The long-term plan is to figure out modifications that will get Wickens back behind the wheel of an Indy car and competing no matter what limitations his injuries create. His team owners, Sam Schmidt, who was paralyzed in a 2000 testing accident in Florida, and fellow Canadian Ric Peterson, pledged to have Wickens' No. 6 Schmidt Peterson Motorsport Honda ready for him whenever he was able to get back in.

Although the set up will work in the NSX for the parade lap, Wickens said it would not be the optimal to drive an Indy car -- yet.

While the road to the No. 6 car's seat may still be a bit fuzzy, one thing is clear to Wickens: The unwavering support of INDYCAR fans has played a key role in keeping him focused on his ultimate goal of racing again.

“It's them that really kind of picked me up on my down days, and being here, seeing so many hats and shirts is — it makes me want to get back. I want those guys to have a reason to wear the shirt, not to make it a pyjama shirt or something,” he said.
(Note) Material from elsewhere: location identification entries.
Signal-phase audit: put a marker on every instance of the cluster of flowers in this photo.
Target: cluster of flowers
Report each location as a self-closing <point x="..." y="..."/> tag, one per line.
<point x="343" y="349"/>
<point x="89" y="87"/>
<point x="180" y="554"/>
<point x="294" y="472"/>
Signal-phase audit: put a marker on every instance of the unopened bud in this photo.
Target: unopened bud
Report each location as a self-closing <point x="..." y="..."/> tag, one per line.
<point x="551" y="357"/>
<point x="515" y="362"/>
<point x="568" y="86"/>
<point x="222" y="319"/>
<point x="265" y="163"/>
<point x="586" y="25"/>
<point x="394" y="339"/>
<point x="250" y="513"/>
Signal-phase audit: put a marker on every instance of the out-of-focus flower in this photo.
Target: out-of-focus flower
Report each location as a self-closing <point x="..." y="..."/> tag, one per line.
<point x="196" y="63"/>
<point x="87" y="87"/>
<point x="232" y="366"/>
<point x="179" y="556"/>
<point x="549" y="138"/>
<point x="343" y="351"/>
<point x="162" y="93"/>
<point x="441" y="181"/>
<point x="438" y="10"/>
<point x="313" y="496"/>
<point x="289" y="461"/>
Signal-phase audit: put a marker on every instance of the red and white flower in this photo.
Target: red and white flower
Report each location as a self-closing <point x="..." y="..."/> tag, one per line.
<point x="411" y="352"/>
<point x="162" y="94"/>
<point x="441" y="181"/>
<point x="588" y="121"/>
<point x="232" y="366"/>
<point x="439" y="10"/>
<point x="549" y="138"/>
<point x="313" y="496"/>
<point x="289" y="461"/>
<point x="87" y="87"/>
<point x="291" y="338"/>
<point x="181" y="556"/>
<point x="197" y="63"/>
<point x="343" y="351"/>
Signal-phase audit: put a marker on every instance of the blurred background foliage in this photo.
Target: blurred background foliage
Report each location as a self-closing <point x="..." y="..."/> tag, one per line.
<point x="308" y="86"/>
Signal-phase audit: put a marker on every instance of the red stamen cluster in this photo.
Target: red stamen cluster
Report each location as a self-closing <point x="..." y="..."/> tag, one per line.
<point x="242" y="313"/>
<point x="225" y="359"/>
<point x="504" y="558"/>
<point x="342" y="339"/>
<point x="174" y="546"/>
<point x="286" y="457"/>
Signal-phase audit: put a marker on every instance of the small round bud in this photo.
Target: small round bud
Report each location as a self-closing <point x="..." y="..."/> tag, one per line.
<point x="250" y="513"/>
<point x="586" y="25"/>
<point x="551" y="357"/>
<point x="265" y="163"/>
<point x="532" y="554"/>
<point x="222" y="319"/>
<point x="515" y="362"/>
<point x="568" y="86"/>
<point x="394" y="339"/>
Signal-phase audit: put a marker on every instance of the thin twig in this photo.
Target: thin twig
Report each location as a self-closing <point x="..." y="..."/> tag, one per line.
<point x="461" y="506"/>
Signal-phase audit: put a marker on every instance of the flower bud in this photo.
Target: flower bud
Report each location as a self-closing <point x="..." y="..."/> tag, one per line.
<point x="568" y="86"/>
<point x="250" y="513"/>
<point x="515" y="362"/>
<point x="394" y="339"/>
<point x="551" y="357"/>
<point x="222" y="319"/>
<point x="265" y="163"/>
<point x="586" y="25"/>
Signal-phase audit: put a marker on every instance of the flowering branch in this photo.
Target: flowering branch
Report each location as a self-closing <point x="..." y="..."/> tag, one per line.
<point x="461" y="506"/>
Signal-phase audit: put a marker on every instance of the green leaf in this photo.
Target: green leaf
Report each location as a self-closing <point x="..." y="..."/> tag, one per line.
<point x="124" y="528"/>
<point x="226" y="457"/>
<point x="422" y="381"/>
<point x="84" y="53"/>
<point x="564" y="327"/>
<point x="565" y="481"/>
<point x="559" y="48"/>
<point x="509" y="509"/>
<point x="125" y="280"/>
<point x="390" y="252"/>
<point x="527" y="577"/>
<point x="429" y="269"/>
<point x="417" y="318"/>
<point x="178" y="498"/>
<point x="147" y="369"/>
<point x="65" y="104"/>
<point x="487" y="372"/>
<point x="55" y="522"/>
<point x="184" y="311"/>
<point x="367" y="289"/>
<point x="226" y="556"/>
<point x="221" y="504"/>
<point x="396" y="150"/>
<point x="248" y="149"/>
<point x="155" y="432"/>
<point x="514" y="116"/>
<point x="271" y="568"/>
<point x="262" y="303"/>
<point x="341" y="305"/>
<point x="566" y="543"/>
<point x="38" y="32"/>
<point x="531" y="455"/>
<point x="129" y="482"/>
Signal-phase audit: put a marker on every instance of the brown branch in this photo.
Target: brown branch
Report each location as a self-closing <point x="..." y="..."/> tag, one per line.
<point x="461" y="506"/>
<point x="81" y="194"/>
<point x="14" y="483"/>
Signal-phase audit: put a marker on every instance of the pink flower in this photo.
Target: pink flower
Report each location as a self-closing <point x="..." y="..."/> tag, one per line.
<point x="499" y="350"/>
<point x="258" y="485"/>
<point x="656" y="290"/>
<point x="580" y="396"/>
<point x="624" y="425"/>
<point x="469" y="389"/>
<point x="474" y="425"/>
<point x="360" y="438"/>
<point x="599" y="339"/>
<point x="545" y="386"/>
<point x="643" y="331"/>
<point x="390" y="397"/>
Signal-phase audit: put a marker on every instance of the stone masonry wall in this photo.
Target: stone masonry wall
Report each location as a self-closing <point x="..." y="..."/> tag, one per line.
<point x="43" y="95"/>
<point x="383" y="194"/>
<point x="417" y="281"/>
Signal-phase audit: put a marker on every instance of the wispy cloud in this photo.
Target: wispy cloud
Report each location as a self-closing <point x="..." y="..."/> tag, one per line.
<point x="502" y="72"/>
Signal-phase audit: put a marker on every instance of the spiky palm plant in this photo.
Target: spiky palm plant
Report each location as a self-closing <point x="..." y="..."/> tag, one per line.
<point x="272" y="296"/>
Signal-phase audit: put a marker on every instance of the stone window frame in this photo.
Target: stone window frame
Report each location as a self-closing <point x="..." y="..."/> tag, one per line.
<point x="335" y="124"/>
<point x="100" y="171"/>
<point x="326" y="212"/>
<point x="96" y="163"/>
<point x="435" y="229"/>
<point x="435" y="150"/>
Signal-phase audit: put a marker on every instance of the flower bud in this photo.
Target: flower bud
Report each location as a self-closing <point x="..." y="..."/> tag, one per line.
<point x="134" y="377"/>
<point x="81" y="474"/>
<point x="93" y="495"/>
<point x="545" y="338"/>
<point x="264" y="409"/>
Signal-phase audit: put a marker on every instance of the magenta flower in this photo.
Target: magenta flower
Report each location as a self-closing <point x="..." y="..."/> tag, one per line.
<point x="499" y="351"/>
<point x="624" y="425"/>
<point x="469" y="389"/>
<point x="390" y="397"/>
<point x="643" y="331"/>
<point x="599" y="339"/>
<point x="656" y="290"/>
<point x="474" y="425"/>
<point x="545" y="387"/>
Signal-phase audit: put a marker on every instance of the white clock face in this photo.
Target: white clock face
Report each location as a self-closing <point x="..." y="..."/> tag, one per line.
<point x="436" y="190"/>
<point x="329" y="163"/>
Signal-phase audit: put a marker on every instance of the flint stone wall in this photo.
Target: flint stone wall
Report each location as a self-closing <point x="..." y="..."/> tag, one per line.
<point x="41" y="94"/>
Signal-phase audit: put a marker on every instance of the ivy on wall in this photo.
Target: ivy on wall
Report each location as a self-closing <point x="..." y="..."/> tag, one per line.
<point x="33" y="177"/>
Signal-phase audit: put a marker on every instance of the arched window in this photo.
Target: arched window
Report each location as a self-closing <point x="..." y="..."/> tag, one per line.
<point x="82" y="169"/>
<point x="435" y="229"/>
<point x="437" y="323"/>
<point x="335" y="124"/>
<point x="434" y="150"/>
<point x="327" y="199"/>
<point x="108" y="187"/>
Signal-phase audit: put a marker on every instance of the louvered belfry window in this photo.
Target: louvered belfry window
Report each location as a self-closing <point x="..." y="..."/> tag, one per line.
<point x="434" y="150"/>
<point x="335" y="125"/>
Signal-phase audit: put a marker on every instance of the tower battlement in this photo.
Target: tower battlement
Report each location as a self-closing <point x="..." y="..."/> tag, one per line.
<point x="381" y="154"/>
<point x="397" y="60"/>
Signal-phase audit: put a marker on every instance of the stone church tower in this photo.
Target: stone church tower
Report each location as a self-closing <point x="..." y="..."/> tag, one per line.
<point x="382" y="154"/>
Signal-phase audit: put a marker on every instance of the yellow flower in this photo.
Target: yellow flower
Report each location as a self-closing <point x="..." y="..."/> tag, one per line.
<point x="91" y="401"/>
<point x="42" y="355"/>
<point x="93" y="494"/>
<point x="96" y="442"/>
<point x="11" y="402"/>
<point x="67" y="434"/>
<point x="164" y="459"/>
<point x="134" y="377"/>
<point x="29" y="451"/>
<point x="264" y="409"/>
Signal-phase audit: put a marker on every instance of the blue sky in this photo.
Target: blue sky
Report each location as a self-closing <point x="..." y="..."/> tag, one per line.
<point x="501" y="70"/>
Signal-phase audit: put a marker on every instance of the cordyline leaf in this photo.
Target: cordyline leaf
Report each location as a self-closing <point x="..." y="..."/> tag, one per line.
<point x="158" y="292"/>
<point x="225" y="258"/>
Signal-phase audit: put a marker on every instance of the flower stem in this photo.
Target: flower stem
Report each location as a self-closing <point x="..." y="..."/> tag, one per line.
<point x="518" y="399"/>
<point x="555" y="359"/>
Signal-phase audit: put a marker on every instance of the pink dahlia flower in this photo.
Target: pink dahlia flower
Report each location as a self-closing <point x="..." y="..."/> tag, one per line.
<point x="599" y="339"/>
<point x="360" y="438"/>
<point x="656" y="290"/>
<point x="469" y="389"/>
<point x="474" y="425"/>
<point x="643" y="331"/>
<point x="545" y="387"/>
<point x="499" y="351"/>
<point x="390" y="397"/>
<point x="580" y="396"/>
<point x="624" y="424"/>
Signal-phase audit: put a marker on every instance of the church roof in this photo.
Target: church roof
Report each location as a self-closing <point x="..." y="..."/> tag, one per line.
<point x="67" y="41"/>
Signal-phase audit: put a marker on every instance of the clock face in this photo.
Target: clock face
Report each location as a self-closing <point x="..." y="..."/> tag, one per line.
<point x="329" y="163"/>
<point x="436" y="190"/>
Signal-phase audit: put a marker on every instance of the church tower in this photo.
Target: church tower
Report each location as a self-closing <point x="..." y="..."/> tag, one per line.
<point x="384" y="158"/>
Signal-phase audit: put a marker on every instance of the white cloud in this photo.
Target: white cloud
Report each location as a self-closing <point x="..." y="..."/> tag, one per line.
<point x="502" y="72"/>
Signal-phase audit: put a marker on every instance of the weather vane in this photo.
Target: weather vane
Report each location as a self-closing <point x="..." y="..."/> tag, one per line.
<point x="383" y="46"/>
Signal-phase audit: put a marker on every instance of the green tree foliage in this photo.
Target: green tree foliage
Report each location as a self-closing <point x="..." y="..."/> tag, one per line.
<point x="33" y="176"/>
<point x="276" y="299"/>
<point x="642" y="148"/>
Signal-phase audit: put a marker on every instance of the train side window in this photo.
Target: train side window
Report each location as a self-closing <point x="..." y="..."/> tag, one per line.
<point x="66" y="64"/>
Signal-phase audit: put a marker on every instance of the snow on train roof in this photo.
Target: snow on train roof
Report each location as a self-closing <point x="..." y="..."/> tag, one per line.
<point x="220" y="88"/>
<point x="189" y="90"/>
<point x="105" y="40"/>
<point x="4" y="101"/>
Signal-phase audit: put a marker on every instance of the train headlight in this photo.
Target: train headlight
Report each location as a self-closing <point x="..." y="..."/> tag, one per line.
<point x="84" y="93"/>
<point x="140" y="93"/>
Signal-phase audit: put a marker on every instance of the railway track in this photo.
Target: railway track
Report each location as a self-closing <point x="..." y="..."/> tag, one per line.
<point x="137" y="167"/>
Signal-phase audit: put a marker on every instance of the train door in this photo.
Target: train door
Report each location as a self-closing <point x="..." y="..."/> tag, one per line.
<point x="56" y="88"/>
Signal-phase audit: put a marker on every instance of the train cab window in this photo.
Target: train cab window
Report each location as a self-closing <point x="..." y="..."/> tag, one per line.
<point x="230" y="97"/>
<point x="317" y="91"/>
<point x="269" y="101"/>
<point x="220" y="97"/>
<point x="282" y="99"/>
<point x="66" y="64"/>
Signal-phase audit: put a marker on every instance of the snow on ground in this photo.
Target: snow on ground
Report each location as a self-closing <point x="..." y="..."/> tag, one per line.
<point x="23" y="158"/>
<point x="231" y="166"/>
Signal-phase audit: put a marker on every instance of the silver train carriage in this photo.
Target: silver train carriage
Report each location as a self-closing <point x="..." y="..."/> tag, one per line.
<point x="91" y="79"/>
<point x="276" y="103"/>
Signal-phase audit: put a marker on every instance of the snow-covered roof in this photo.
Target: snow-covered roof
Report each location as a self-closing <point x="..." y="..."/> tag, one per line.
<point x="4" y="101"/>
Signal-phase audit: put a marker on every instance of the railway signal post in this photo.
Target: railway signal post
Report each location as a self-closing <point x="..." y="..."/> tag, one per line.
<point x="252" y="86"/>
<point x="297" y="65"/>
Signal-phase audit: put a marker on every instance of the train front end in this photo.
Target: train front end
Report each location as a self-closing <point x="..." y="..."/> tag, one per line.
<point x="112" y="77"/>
“I think I always need to be in a positive mindset to be happy, and that's been a big part of my life from the beginning. I feed off of other people's energy. So when everyone is giving me all the support and all the positive messages, it does reach me. Thank you all, and hopefully there's a very exciting Honda Indy of Toronto this week.”

Wickens' Sunday be drive during the NTT IndyCar Series' broadcast on the NBC Sports Network, which airs the Honda Indy Toronto at 3 p.m. ET.